You are viewing a plain text version of this content. The canonical link for it is here.
Posted to solr-user@lucene.apache.org by Keith Dopson <kd...@ritternet.com> on 2018/03/07 05:43:27 UTC

What is creating certain fields?

My default query produces this:

|  {
         "id":"44419",
         "date":["11/13/17 13:18"],
         "url":["http://www.someurl.com"],
         "title":["some title"],
         "content":["some indexed content..........."],
         "date_str":["11/13/17 13:18"],
         "url_str":["http://www.someurl.com"],
         "title_str":["some title"],
         "_version_":1594211356390719488,
         "content_str":["some indexed content.........."]
},


In my managed_schema file, I only have five populated fields,

    <field name="id" type="string" indexed="true" stored="true" required="true" multiValued="false" />

    <field name="date"    type="text_general" indexed="false" stored="true"/>
    <field name="url"     type="text_general" indexed="false" stored="true"/>
    <field name="title"   type="text_general" indexed="true"  stored="true"/>
    <field name="content" type="text_general" indexed="true"  stored="true"/>

While other fields are declared, none of them are populated by my "post" command.

My question is "Where are the xxxxx_str fields coming from?
I.e., what is producing the
|
||"date_str":["...
"url_str":["...
"title_str":["...
"content_str":["...|

entries?

Thanks in advance.
|



Re: What is creating certain fields?

Posted by Cassandra Targett <ca...@gmail.com>.
I'll guess you're using Solr 7.x and those fields in your schema were
created automatically?

As of Solr 7.0, the schemaless mode field guessing added a copyField rule
for any field that's guessed to be text to copy the first 256 characters to
a multivalued string field.
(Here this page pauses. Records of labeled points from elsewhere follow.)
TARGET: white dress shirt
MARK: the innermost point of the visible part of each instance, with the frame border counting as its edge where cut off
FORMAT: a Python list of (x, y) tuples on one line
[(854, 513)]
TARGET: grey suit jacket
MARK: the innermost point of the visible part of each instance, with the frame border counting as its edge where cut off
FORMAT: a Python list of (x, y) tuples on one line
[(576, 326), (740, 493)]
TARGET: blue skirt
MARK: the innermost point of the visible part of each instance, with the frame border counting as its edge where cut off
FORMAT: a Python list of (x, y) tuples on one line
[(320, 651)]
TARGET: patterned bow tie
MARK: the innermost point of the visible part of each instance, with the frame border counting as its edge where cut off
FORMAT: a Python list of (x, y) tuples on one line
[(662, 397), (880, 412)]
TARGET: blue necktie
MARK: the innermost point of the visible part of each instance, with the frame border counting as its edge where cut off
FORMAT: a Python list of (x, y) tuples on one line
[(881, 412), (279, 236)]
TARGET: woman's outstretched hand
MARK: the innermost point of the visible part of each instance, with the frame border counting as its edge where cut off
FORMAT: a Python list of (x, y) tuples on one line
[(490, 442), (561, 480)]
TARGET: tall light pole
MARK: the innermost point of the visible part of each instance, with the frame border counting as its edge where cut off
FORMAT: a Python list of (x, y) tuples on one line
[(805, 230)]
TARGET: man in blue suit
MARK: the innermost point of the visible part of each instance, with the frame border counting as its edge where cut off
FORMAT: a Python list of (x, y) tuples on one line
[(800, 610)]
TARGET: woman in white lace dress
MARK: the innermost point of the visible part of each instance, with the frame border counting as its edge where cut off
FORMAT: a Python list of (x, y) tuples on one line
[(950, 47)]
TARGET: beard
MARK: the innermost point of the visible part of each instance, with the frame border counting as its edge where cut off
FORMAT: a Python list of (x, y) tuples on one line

The way it works is a field is created with the
type "text_general", and a copyField is then automatically created with the
dynamic field rule "*_str" to create the multivalued string field.

This came from https://issues.apache.org/jira/browse/SOLR-9526.

You can prohibit the behavior if you want to by removing the copyField rule
section. See the docs for where in the solrconfig.xml you will want to
edit:
https://lucene.apache.org/solr/guide/schemaless-mode.html#enable-field-class-guessing
.

Cassandra

On Wed, Mar 7, 2018 at 9:46 AM, Erick Erickson <er...@gmail.com>
wrote:

> Maybe  a copyField is realizing the dynamic fields?
>
>
> On Wed, Mar 7, 2018 at 7:43 AM, David Hastings
> <ha...@gmail.com> wrote:
> > those are dynamic fields.
> >
> >   <dynamicField name="*_str" type="strings" docValues="true"
> > indexed="false" stored="false"/>
> >
> >
> > On Wed, Mar 7, 2018 at 12:43 AM, Keith Dopson <kd...@ritternet.com>
> wrote:
> >
> >> My default query produces this:
> >>
> >> |  {
> >>         "id":"44419",
> >>         "date":["11/13/17 13:18"],
> >>         "url":["http://www.someurl.com"],
> >>         "title":["some title"],
> >>         "content":["some indexed content..........."],
> >>         "date_str":["11/13/17 13:18"],
> >>         "url_str":["http://www.someurl.com"],
> >>         "title_str":["some title"],
> >>         "_version_":1594211356390719488,
> >>         "content_str":["some indexed content.........."]
> >> },
> >>
> >>
> >> In my managed_schema file, I only have five populated fields,
> >>
> >>    <field name="id" type="string" indexed="true" stored="true"
> >> required="true" multiValued="false" />
> >>
> >>    <field name="date"    type="text_general" indexed="false"
> >> stored="true"/>
> >>    <field name="url"     type="text_general" indexed="false"
> >> stored="true"/>
> >>    <field name="title"   type="text_general" indexed="true"
> >> stored="true"/>
> >>    <field name="content" type="text_general" indexed="true"
> >> stored="true"/>
> >>
> >> While other fields are declared, none of them are populated by my "post"
> >> command.
> >>
> >> My question is "Where are the xxxxx_str fields coming from?
> >> I.e., what is producing the
> >> |
> >> ||"date_str":["...
> >> "url_str":["...
> >> "title_str":["...
> >> "content_str":["...|
> >>
> >> entries?
> >>
> >> Thanks in advance.
> >> |
> >>
> >>
> >>
>

Re: What is creating certain fields?

Posted by Erick Erickson <er...@gmail.com>.
Maybe  a copyField is realizing the dynamic fields?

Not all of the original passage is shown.